Terminal device 2000 may also include input/output component 2005 for enabling input/output of information and user interaction with the device via input/output component 2005.

In practical applications, the input/output component 2005 can be configured according to actual needs, and can include, but is not limited to, a keyboard, a mouse, a touch screen, an audio component, a video component, and the like. The audio/video components may be configured for input and/or output of audio/video signals of the device. The audio components may include, but are not limited to, speakers, microphones, etc., and the video components may include, but are not limited to, cameras, video interfaces (HDMI, VGA, and/or DVI interfaces), etc

It is understood that the input/output components 2005 can be used alone or in combination to process information, for example, when a music playing instruction of a user is received through a touch screen, music is played through an audio component.

The terminal device 2000 can further include a communication component 2006, the communication component 2006 being configured to enable communicative interaction between the terminal device 2000 and other devices (e.g., terminal device, storage device). The communication component 2006 can include, but is not limited to, a wired communication component (e.g., a mobile network communication unit such as 3G, 4G, 5G, etc.), a wireless communication component (e.g., a bluetooth, WIFI communication unit), a USB communication component, an audio component, a video component, and the like.

The terminal device 2000 may further include a power management module 2007, and the power management module 2007 may be configured to supply power to the device, convert power of the device, manage charging and discharging of the power, and the like, and may be further configured with a charging interface.

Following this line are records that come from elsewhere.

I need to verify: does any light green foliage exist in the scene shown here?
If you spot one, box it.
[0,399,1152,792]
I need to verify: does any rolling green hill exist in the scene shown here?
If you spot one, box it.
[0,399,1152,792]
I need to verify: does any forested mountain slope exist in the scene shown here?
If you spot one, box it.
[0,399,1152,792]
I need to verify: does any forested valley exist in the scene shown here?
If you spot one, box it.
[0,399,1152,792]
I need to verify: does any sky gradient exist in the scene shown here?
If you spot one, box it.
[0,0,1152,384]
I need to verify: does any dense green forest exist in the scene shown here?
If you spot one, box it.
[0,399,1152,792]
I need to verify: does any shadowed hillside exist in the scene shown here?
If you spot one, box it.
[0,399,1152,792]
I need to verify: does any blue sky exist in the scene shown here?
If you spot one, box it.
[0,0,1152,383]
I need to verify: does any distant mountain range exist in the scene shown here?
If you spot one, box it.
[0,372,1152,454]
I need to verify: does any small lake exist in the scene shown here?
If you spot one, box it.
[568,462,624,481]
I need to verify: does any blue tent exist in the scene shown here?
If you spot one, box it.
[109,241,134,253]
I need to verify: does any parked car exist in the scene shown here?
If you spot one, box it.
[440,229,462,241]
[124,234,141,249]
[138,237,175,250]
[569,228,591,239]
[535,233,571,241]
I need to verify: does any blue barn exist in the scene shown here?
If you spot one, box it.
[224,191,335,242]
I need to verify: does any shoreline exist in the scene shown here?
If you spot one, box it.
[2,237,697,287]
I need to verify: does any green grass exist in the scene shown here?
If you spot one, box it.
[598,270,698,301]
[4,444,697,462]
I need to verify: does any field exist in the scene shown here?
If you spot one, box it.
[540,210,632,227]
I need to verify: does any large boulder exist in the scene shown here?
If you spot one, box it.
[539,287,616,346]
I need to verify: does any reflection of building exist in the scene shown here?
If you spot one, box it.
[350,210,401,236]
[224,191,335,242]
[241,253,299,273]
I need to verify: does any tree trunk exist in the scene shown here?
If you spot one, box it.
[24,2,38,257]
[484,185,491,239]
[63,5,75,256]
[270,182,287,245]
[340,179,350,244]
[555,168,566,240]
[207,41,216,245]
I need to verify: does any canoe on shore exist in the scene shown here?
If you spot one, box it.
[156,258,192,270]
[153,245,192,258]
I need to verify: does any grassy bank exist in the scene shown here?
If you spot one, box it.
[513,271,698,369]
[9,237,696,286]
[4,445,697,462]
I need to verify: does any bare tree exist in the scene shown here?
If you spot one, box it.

It should be noted that the terminal device of the embodiment of the present disclosure may be implemented as, but not limited to, a smart phone, a smart television, a Personal Digital Assistant (PDA), a tablet computer, a desktop computer, a portable terminal device (e.g., a portable computer), an in-vehicle device, and the like.

It should be understood that, although the steps in the flowcharts of the figures are shown in order as indicated by the arrows, the steps are not necessarily performed in order as indicated by the arrows. The steps are not performed in the exact order shown and may be performed in other orders unless explicitly stated herein. Moreover, at least a portion of the steps in the flow chart of the figure may include multiple sub-steps or multiple stages, which are not necessarily performed at the same time, but may be performed at different times, which are not necessarily performed in sequence, but may be performed alternately or alternately with other steps or at least a portion of the sub-steps or stages of other steps.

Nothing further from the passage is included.